Ambassador David Newton is currently an adjunct scholar at the Middle East Institute. He returned to the United States at the end of 2004 after having served for six years in Prague as the first director of Radio Free Iraq. Shortly before that appointment he had retired from a thirty-six year Foreign Service career (living twenty-two years in the Arab world), having served as ambassador to Yemen (1994-97) and as the first ambassador to Iraq (1984-88) following the resumption of diplomatic relations. Other Foreign Service tours included deputy chief of mission in Yemen and Syria, political counselor in Saudi Arabia, and Department of State assignments as director for Lebanon, Syria, and Jordan, as Near East division chief in the Bureau of Intelligence and Research, and as economic officer for the Arabian Peninsula. In 1993 he headed an inter-agency delegation to Jordan to deal with the effects of the Iraq sanctions.

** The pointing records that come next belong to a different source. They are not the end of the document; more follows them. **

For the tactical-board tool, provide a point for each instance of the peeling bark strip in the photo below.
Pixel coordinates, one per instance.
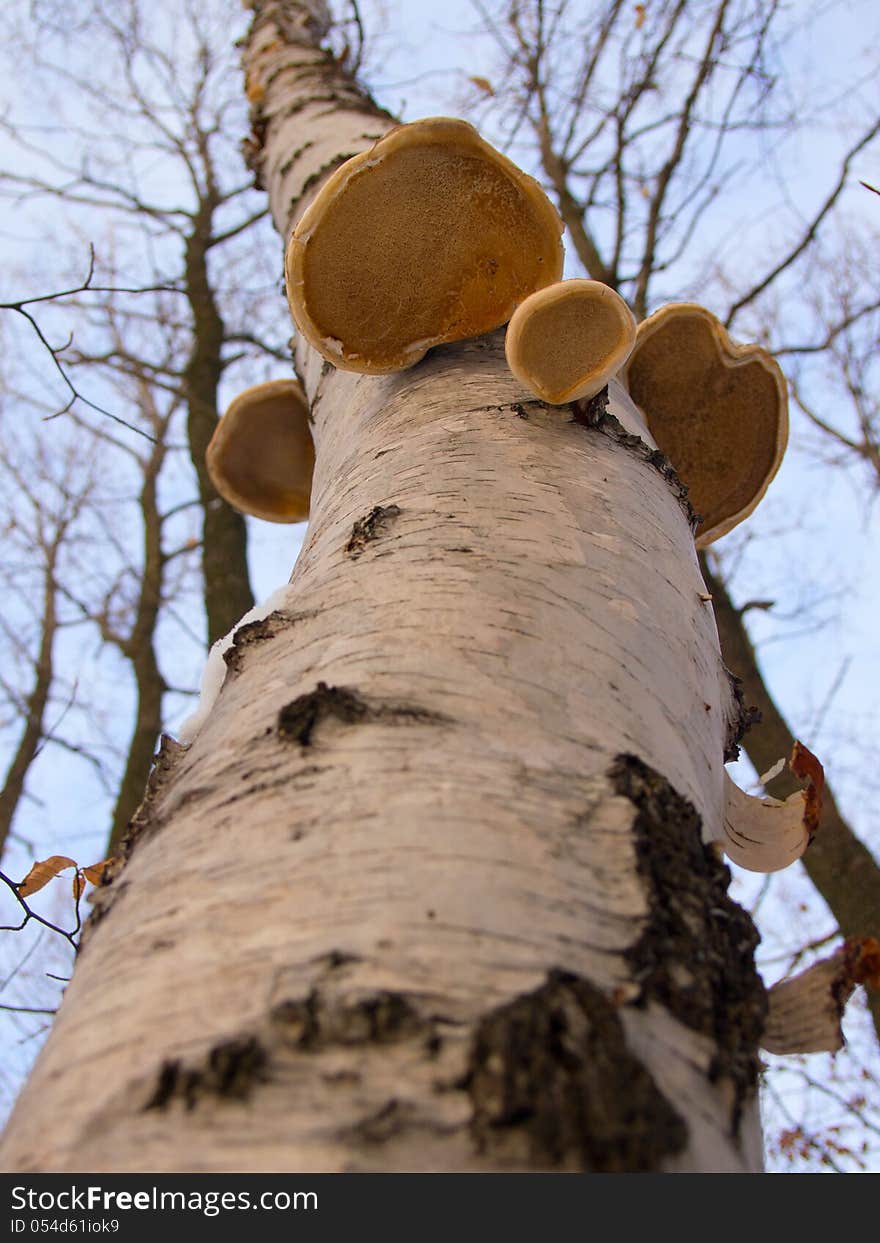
(231, 1069)
(696, 955)
(371, 527)
(298, 720)
(806, 1012)
(552, 1082)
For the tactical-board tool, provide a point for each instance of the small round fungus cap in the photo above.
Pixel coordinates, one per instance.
(567, 341)
(429, 236)
(717, 410)
(261, 455)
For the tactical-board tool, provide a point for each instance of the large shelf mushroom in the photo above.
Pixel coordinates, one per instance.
(429, 236)
(261, 455)
(717, 410)
(564, 342)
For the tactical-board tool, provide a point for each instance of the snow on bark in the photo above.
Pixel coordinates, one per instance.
(430, 878)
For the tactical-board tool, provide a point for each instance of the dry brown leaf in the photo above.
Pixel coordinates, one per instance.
(482, 85)
(811, 773)
(41, 873)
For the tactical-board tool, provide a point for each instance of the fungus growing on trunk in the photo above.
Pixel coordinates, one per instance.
(717, 410)
(429, 236)
(261, 455)
(568, 339)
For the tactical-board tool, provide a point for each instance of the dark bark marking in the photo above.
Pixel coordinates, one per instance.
(231, 1069)
(318, 1022)
(371, 527)
(254, 633)
(741, 721)
(298, 720)
(594, 414)
(551, 1074)
(696, 954)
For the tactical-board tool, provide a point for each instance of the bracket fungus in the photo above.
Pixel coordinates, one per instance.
(261, 455)
(429, 236)
(564, 342)
(717, 410)
(766, 834)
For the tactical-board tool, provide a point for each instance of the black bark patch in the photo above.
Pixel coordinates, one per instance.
(593, 414)
(231, 1069)
(551, 1073)
(318, 1022)
(375, 523)
(144, 824)
(254, 633)
(696, 954)
(741, 720)
(298, 720)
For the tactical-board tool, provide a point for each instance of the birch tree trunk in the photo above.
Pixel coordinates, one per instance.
(429, 889)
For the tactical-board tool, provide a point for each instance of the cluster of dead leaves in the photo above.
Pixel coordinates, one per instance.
(47, 869)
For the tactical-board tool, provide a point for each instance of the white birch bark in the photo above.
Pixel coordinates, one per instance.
(402, 905)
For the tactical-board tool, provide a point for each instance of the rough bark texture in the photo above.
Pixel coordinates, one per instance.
(404, 904)
(840, 866)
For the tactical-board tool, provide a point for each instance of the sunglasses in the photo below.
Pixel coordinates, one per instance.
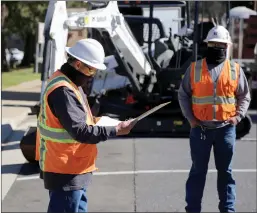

From 1990 to 1993 Ambassador Newton was international affairs advisor and chairman of the national security policy department at the National War College, also doing extensive public speaking and working on Iraq during Desert Shield/Desert Storm with the Joint Chiefs of Staff and the Defense Intelligence Agency, for which he was commended by President George H.W. Bush and JCS Chairman General Powell. In February 1998, immediately after Foreign Service retirement, he was appointed a special envoy for public diplomacy, traveling to twelve Arab countries to explain U.S. policy on Iraq to the media and the public.
During his Foreign Service career Ambassador Newton received a presidential meritorious service award for his Iraq assignment, numerous Department of State awards, and the Department of the Army medal for outstanding civilian service. He is a graduate of Harvard College (archaeology and anthropology), the University of Michigan (M.A. in Islamic history and Arabic literature) and the National War College. After college graduation he served for three years as an artillery officer with the 3rd Armored Division in Germany. He serves as vice chair of the Council for the National Interest and is a member of the Middle East Institute, the Middle East Studies Association, the Washington Institute for Foreign Affairs, and the Cosmos Club. From June 2007 to June 2009 he served as president of the National War College Alumni Association.